PlGF and sFlt-1, reduced fetal movements and adverse delivery outcome of a likely placental cause: A real world prospective observational study

Objective To assess the association between predelivery maternal placental growth factor (PlGF) and soluble fms-like tyrosine kinase-1 (sFlt-1) and adverse delivery outcome of a likely placental cause in women presenting with reduced fetal movements (RFM) in term and post-date pregnancies. Study design Prospective cohort study conducted in a single tertiary maternity unit from September 2016 to March 2020. PlGF and sFlt-1 were measured in maternal serum (n = 122) from prospectively included women presenting with RFM (gestational age >= 37(+0)).
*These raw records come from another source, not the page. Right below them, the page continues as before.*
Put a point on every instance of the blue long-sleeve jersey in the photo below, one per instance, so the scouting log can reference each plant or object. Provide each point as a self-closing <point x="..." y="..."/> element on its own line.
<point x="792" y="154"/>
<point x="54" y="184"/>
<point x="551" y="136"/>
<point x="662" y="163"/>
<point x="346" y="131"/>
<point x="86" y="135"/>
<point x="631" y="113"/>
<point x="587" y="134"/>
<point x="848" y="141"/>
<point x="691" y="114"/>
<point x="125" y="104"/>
All neonatal and delivery outcomes were externally reviewed, blinded for biomarker results, and judged whether the adverse outcomes were most likely associated with placental dysfunction ("likely placental cause") or not.Predefined gestational age specific reference levels for PlGF, sFlt-1 and sFlt-1/PlGF ratio were used and multiple of the median (MoM) were calculated. Categorical variables were compared using Fisher's exact-test. Means were compared using one-way analysis of variance and medians were compared using the Kruskal-Wallis test. Pairwise comparisons between groups were Bonferroni corrected. Results The pregnancies were assigned into three groups: the "complicated" (likely placental cause, n = 4), the "intermediate" (non-placental/undetermined cause, n = 9) and the "uncomplicated" (no adverse outcome, n = 109). Mean PlGF concentration differed significantly between the three groups (80, 144, and 213 pg/ml, p = 0.004). There was a higher proportion of PlGF levels < 10th centiles in the "complicated" compared to the "intermediate" and "uncomplicated" groups (50 % vs. 22 % and 11 %, p = 0.045). The median MoM of PlGF differed significantly between the three groups (0.43, 0.83 and 1.12, p = 0.006). Conclusion In women presenting with RFM in late pregnancy and beyond term (gestational age >= 37(+0)), a lower predelivery "proangiogenic" PlGF concentration was associated with a composite adverse delivery outcome of a likely placental cause. The diagnostic and predictive role of maternal circulating PlGF levels is promising.